LES DROITS DES ANIMAUX

JACQUES LANCTÔT Collaboration spéciale

Le spécisme serait « comme le racisme et le sexisme, une idéologie qui tend à justifier une discrimination ». Ou encore « un préjugé ou une attitude de parti pris en faveur des intérêts des membres de sa propre espèce et à l’encontre des intérêts des membres des autres espèces », selon la définition du professeur Peter Singer dans son livre La libération animale. Pour Singer, notre mode de vie serait construit sur l’exploitation des animaux et il propose de le remplacer par le véganisme et d’abolir nos pratiques discriminatoires envers les animaux.

Dans son essai Les animaux et nous, l’auteur François-Yves Doré adopte un point de vue plus modéré. Il s’oppose à mettre sur un même pied d’égalité le spécisme, qui serait une forme de discrimination, et le racisme envers les humains.

« La façon dont les animaux ont été traités, et le sont encore parfois, n’a pas de commune mesure avec la violence psychologique, l’humiliation et la souffrance que le racisme cause aux populations humaines. »

Notre perception des animaux a beaucoup évolué à travers le temps, dit-il. Si, il y a des siècles, un fossé infranchissable séparait les animaux des humains, les seuls dotés de la raison, du langage et d’une conscience, avec Charles Darwin, nos croyances commencent à changer.

Toute vie serait le fruit d’une lente évolution.

« Les humains et autres animaux auraient donc des fondements communs. »

Petit à petit, notre perception des animaux a commencé à changer et aujourd’hui de moins en moins de gens croient que « la seule appartenance à l’espèce humaine est suffisante pour justifier n’importe quel traitement infligé aux autres animaux ».

Par exemple, l’expérimentation en laboratoire est désormais encadrée et doit respecter la règle des « 3R » : Remplacement, Réduction et Raffinement.

Mais pour les antispécistes, aucun animal ne devrait être tué, ni même domestiqué. Même la récolte du miel doit être interdite.

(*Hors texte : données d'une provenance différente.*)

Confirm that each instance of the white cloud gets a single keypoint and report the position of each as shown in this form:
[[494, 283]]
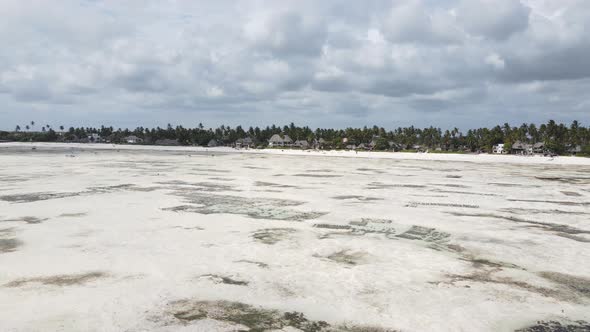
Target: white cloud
[[344, 61], [495, 61]]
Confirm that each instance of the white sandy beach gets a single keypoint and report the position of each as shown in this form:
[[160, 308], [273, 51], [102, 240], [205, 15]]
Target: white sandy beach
[[98, 237]]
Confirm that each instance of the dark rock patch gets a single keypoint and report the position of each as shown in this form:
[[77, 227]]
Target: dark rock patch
[[555, 326], [272, 235], [60, 280]]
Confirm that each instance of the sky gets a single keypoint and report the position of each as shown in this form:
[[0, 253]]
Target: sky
[[328, 63]]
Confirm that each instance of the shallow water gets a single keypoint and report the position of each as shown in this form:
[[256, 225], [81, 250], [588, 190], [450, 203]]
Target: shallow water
[[162, 241]]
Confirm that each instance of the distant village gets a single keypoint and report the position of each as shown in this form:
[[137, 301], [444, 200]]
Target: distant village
[[547, 139]]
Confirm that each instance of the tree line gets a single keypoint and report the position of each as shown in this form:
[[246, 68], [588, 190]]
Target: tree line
[[557, 137]]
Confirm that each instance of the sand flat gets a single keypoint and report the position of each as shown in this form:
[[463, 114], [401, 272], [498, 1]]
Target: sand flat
[[126, 238]]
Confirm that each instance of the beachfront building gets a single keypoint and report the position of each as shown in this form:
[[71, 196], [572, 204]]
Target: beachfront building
[[281, 141], [498, 148], [539, 148], [95, 138], [318, 143], [247, 142], [521, 148], [133, 139], [301, 144], [167, 142], [574, 149]]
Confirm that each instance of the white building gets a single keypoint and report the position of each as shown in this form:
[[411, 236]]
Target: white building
[[498, 148]]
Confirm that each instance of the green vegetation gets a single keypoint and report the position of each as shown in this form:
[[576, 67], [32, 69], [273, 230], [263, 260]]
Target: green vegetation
[[558, 138]]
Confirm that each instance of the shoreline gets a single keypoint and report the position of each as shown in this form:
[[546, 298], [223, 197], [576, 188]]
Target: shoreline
[[477, 158]]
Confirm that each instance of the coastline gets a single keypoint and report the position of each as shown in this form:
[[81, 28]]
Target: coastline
[[449, 157]]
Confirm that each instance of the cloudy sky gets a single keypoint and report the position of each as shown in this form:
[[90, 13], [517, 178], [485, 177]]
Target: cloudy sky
[[464, 63]]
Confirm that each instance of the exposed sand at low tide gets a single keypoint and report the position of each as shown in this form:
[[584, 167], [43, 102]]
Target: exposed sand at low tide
[[103, 238]]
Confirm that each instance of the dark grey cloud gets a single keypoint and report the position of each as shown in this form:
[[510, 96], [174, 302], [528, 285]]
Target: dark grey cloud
[[451, 63]]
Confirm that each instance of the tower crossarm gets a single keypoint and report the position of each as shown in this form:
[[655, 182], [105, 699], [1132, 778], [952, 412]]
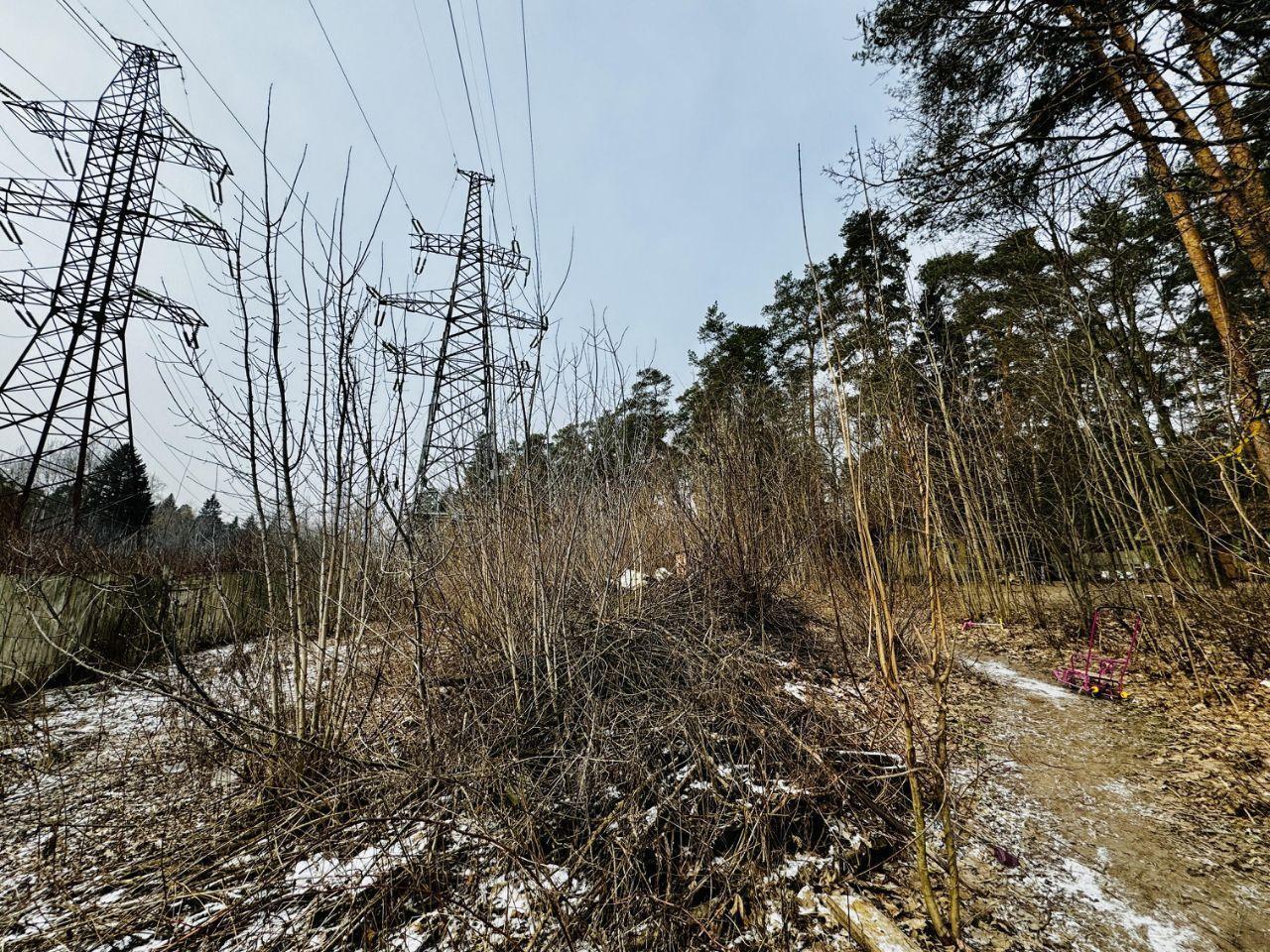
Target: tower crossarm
[[453, 244], [421, 358], [186, 223], [439, 306], [51, 198], [66, 121], [150, 306], [414, 359], [31, 291], [58, 118], [37, 198], [183, 148]]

Cela frise le dogmatisme, dit Doré, et ressemble à la doctrine qui, il n’y a pas si longtemps, dominait au Québec : « Hors de l’Église, point de salut ! »

INTERSPÉCISME

Ces militants radicaux placent les humains et les animaux sur un même pied d’égalité.

Tous deux auraient une conscience de soi, ce sont des êtres sensibles, capables d’éprouver aussi bien la souffrance que le plaisir. Il serait donc immoral de tuer un maringouin qui vient de vous piquer.

La science n’a pas encore pu répondre à la question de la conscience chez les animaux, quoi qu’en disent les antispécistes.

« Les animaux ont-ils vraiment une conscience de soi qui leur conférerait le statut de personne non humaine ? » se demande le chercheur, pour conclure que « l’incommunicabilité de leurs désirs, de leurs craintes et de leurs doutes, pour peu qu’ils existent, reste totale ».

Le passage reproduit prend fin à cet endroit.